2.4 Availability of data and materials
The SCZ1 (Ripke et al., 2013) and SCZ2 (Ripke et al., 2014) GWAS summary data are available at the PGC web site https://www.med.unc.edu/pgc/results-and-downloads. TWAS- and eQTL-based weights can be obtained from http://gusevlab.org/projects/fusion/. Our user-friendly software, and some information on the processed mQTLs, enhancer–promoter interactions and the 1000 Genomes reference panel, are available at wuchong.org/egmethyl.html.
3 Results
3.1 Using SCZ1 for discovery
We consider applications to the smaller SCZ1 dataset for discovery. First, with simulated null Z score vectors, we confirmed that ‘E + G + Methyl’ with the standard gene-based tests, such as SPU(1) and SPU(2), yielded well-controlled Type I error rates under various nominal significance levels (Supplementary Fig. S1). Importantly, the well-controlled Type I error rates of SPU(1) and SPU(2) were also established by previous studies (Gusev et al., 2016; Pan, 2009; Pan et al., 2014). Second, we compared the discovery power for different methods. For a fair comparison, we focused on the common set of 3521 genes that could be analyzed by all methods. Figure 1 shows that ‘E + G + Methyl’, ‘E + G’, STD and TWAS identified 6, 4, 3 and 7 significant and novel genes, respectively; a novel gene is defined as one that does not cover any genome-wide significant SNP within a ±500 kb extension upstream and downstream its gene body in the same dataset (i.e. SCZ1 here). Both ‘E + G + Methyl’ and TWAS identified four significant and novel genes that were missed by other methods. Figure 1 displays the combined results from SPU(1) and SPU(2), while the separate results of SPU(1) and SPU(2) showed similar patterns and thus were relegated to Supplementary Figures S2 and S3. Supplementary Table S1 gives the numbers of the significant genes identified by various methods. Note that, although STD identified more significant genes than both ‘E + G + Methyl’ and TWAS, it was likely due to its testing on more genes.

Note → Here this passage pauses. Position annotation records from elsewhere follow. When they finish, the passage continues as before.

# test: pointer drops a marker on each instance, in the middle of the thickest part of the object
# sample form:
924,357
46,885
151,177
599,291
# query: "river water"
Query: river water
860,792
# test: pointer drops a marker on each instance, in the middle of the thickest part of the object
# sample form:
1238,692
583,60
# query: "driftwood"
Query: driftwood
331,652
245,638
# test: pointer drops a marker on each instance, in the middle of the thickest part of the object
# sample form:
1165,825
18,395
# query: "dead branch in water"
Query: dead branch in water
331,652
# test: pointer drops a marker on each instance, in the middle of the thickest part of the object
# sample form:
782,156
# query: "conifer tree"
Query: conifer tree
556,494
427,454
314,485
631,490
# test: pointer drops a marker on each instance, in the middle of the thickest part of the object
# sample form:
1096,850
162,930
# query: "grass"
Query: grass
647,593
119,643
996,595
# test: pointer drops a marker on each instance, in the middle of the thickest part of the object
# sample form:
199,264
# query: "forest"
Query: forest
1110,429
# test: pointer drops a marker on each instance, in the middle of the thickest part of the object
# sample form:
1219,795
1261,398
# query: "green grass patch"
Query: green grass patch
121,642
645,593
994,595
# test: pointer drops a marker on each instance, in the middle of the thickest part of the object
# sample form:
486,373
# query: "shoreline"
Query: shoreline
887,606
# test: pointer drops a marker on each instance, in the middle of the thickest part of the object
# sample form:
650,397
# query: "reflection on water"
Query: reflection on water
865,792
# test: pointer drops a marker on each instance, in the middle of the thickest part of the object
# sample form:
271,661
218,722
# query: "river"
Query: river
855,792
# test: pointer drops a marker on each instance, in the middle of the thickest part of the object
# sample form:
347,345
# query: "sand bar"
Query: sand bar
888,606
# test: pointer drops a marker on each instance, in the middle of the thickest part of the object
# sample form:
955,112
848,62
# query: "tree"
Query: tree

3.2 Using SCZ2 for validation
To further validate our approach, we focused on all significant and novel genes identified from the SCZ1 data that could be confirmed with genome-wide significant SNPs in the larger (but overlapping) SCZ2 data (Table 1). For a fair comparison, we used the Bonferroni correction for each method (with a possibly different number of genes and thus different cutoffs) separately. Supplementary Table S2 shows the replication rates and corresponding statistical significance levels by a hypergeometric test. ‘E + G + Methyl’ with SPU(1) based on MCF7 identified 10 novel genes in the SCZ1 data, of which 6 (60%) contained genome-wide significant SNPs in an extended gene region (±500 kb as before) in the larger SCZ2 data (P-value = 9.6 × 10−6 by a hypergeometric test), constituting a highly significant replication rate of the identified genes by our new method ‘E + G + Methyl’. Both ‘E + G’ and TWAS show similar patterns with highly significant replication rates, confirming the usefulness of incorporating information from other sources.
Table 1.
E + G + Methyl |
E + G |
STD | TWAS |
||||||
---|---|---|---|---|---|---|---|---|---|
MCF7 | Hippo | MCF7 | Hippo | (STD) | YFS | NTR | METSIM | CMC | |
No. genes | 4588 | 2340 | 9127 | 4600 | 22 842 | 4697 | 2452 | 4665 | 5412 |
SPU(1) | 10/6 | 4/3 | 1/1 | 2/2 | 4/4 | 3/3 | 4/4 | 3/2 | 6/4 |
SPU(2) | 11/7 | 12/6 | 10/6 | 12/8 | 12/10 | 6/3 | 8/8 | 9/9 | 14/11 |
Note: The numbers a/b in each cell indicate the numbers of (a) the significant and novel genes; and (b) the significant genes that covered one or more GWAS risk variants within ±500 kb in the SCZ2 data.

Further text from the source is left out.